Since that alert was issued, there have been 19 additional overdoses, with no additional overdose fatalities. The last overdose fatality took place on April 11.
The Overdose Response Team is encouraged that there have been no additional overdose fatalities since its last alert, however, it urges community partners, people with substance use disorder and their loved ones to be steadfast in their overdose prevention efforts especially because of the physical distancing required to reduce the spread of the COVID-19 virus.
“Many people are feeling alone right now, and we want them to know that is not the case,” said Oneida County Executive Anthony J. Picente. Jr. “Oneida County is here for you. Our team of community partners is ready to help. I am proud of the way our Opioid Task Force members have responded to the recent spike alert amidst this pandemic, and want to make sure our residents know how services and protocols are being expanded and amended to make sure they can access the treatment, recovery and harm reduction services they may need during these especially difficult times.”

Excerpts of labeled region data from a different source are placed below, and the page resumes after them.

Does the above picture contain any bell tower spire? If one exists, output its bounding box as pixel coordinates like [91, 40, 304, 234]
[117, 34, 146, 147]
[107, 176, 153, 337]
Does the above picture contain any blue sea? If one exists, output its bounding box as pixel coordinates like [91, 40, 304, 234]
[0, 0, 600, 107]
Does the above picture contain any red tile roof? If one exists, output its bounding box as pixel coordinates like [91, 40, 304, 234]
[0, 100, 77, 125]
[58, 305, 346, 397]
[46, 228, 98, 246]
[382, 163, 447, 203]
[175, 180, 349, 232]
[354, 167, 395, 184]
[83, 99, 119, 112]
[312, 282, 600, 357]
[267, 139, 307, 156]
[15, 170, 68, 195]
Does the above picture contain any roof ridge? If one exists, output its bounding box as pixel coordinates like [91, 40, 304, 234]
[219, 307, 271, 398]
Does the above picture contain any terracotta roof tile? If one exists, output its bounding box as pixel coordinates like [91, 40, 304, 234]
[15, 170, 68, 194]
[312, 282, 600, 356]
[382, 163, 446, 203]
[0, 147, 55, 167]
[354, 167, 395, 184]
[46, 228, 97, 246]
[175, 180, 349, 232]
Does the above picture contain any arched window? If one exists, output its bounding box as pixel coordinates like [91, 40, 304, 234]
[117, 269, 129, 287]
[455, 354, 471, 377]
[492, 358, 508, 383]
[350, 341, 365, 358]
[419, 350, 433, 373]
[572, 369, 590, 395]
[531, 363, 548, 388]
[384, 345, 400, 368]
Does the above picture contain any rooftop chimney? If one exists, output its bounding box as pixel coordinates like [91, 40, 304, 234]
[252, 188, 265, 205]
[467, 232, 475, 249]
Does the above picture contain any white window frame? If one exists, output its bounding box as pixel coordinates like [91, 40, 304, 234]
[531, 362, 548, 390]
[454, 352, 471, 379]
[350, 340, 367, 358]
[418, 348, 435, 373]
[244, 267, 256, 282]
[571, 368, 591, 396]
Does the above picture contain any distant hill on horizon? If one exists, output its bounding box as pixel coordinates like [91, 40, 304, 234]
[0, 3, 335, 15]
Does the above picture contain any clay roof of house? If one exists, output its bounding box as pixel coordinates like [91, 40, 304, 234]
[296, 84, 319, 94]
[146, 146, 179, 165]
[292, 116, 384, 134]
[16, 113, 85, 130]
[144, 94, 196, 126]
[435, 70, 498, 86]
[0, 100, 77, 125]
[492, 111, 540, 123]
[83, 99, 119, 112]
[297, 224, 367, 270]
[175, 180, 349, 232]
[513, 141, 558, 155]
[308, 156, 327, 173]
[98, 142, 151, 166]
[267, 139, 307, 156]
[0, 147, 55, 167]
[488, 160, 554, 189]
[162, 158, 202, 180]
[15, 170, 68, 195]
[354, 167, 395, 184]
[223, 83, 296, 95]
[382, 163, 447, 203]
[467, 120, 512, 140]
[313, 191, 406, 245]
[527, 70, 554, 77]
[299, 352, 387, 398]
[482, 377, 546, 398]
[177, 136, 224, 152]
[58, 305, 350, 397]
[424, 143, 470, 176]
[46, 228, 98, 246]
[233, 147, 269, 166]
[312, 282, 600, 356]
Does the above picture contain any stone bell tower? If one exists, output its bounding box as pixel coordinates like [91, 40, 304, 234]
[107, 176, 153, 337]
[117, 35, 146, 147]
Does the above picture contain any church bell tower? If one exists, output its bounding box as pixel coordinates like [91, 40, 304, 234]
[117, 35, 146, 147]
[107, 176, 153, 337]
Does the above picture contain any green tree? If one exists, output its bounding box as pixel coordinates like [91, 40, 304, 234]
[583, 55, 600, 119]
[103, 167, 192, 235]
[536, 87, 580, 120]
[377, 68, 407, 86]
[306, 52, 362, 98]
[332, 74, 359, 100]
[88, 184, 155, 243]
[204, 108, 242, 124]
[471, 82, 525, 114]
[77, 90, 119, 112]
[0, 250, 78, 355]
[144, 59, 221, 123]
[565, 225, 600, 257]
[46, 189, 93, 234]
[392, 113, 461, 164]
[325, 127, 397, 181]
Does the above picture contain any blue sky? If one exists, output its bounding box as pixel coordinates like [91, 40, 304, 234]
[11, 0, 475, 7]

Like so many communities across the country, Opioid Task Force is concerned that the extended isolation due to COVID-19 might exacerbate the problem for people with substance use disorder. The Task Force has intensified its efforts to ensure people can get the services they need while at the same time protecting them from COVID-19, which could be especially harmful to people with substance use disorder.
Below is a listing of some of the actions taken to address the overdose spike:
• Falcon Clinic for Health, Wellness, and Recovery is expanding capacity to accept patients for stabilization and maintenance treatment with buprenorphine to assist patients in managing their substance use disorder.
• White Deer Run Treatment Network has created a special response team to expedite the referral and admission process for individuals with certain insurances. Beds, transportation, and treatment teams are available and on standby.
• Rescue Mission’s Peer Recovery Advocates are reaching out to recent overdose victims identified by ODMAP via telephone to provide support and help link them to treatment.
• ACR Health’s Syringe Exchange Program is providing an array of in-person and mobile harm reduction services to reduce risk of overdose death and teach flexible options for cutting back.
• Center for Family Life & Recovery is providing several virtual recovery support meetings for families of and individuals with substance use disorder.
• Community Recovery Center is providing both mental health and Medication Assisted Treatment (MAT) for substance use disorder via telehealth.
• Conifer has detox beds available and transportation.
• Helio Health, Insight House and CNY Services facilities are open and accepting new patients in all levels of care, with no wait list and offering take home doses of MAT.
• Beacon Center is accepting new patients, offering virtual counseling/group sessions, and take home MAT.
Multiple agencies are expanding efforts to ensure that Naloxone is provided to people at high risk of experiencing or witnessing overdose. They are dropping off or mailing kits to individuals in need and providing virtual Narcan trainings for individuals and/or groups.
A host of virtual recovery resources can be found at https://www.samhsa.gov/sites/default/files/virtual-recovery-resources.pdf.
The community can go to the county’s website at ocgov.net/health to find the most updated information on local substance use treatment provider COVID-19 updates and a quick reference guide.